Today, more and more community activists are endeavoring to
re-instate men to their "rightful places." This has frightened me over
the years. Why? Because what is perceived as the man’s "rightful
place" is based on a traditional role of male supremacy and gender
inequality. And it is my opinion that this is what has led our society and many
other societies into the gender-war arena. Male supremacy is not always
presented in overt terms, but it is subtly propagandized by spiritual leaders
who sway thousands to hear and believe what they call "Thus saith the
Lord." The greatest voices in society to maintain the "woman’s
place" in society are the spiritual leaders. I believe this is the number
one reason why we have a male leadership crisis. I need to remind you, dear
readers, that the male leadership crisis is not the overwhelming increase of
female leaders but the failure of males to work as team players and
co-transformational leaders with their wives in their homes and other females in
society. When female presence becomes intimidating, those who believe in
male dominance say that male response is diminished. Hence, for the male to feel
"like a man again," he resorts to other means of power
dominance--family abuse, perverted sexual relationships, or criminal activity.
In reality, spiritual leaders haven’t done much to teach men how to share
leadership, negotiate, or become partners with the ones they promised to
"cherish until death." The emphasis from the pulpit has been for too
long that husbands are to lead rather than cooperate and become true partners
with their wives.
One of the powerful ministries that continue to reinforce the
traditional role of the dominant male is Promise Keepers. It is an organization
I first admired and often desired to attend its annual conventions. Although it
is an avenue for men to truly share and bond, it is perhaps the greatest
platform where the traditional role of the patriarchal leader is perpetuated.

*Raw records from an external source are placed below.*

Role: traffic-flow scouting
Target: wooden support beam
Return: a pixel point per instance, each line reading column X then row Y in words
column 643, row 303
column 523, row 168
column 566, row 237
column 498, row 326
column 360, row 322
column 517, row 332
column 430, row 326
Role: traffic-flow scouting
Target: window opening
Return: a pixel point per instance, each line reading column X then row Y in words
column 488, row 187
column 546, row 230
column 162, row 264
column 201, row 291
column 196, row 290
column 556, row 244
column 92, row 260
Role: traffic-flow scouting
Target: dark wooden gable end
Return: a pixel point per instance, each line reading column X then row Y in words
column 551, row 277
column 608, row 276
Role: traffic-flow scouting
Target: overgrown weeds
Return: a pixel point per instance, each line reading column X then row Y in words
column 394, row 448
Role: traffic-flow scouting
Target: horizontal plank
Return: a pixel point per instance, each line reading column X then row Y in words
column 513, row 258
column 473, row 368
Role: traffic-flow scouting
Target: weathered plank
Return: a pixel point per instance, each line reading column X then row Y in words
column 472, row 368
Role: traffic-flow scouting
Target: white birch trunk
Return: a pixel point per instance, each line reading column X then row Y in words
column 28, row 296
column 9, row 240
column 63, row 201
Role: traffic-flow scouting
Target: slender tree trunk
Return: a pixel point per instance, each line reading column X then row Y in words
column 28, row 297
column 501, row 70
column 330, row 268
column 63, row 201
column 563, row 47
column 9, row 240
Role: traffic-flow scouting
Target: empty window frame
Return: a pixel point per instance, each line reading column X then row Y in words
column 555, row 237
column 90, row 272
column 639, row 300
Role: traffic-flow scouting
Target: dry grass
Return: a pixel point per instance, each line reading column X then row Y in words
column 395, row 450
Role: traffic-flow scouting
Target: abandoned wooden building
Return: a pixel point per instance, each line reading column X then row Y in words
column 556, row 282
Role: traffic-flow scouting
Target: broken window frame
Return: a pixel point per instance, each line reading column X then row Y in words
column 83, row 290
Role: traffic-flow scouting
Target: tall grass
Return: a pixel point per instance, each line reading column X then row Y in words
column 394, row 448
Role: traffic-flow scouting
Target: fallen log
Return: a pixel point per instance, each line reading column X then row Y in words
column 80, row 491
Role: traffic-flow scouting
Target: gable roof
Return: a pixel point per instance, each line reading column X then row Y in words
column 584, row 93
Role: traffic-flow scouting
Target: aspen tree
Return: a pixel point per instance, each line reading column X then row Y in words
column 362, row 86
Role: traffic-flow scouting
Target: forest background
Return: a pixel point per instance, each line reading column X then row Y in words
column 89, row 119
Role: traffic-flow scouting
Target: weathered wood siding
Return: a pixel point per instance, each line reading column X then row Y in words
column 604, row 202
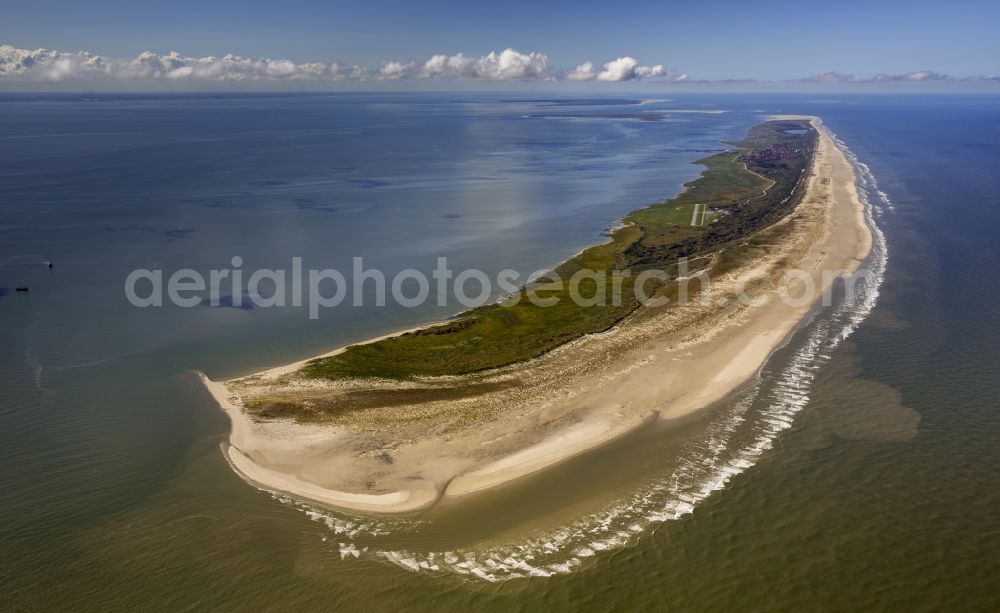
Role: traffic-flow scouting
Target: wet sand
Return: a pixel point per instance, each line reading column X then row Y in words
column 657, row 364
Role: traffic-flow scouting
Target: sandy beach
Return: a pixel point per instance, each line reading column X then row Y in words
column 405, row 455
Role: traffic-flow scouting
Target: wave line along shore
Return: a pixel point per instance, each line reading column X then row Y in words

Outstanding spiritual leaders such as Tony Evans and T.D. Jakes continually
drive home to hurting men that their role as men is to get out in front of their
wives and lead. In one session Tony Evans told thousands of men to "go home
and take over the leadership from their wives. Don’t ask for it, just take it
back." What an encouragement to male dominance! Richard Rohr in his book,
Wild’s Man’s Journey," shares his ideas on the subject. He
points out that "the vast majority of young men are first fascinated by the
archetype of the warrior. The warrior is that part of a man who has focus and
determination but lacks the breadth of the king. The warrior must be in
submission to a good king or he will be a loose cannon." Richard Rohr says
that "What we have in the Promise Keepers movement today is "a lot of
negative–guilty and overcompensating–lover. . . . " He states that
Promise Keepers is trying to fine-tune male warriors, but men are "tired of
being warriors and success objects," but the problem is we know nothing
else. Now is the time to teach our men how to how to be co-leaders rather than
warriors. They must stop hearing the demand "go and lead." Instead
they must hear the words "be somebody." This warrior practice
has only created generations of twisted leadership styles that have reaped havoc
on our families and the healthy development of society.
LEADERSHIP IN MARRIAGE
What then has the male done to the home? How does he lead?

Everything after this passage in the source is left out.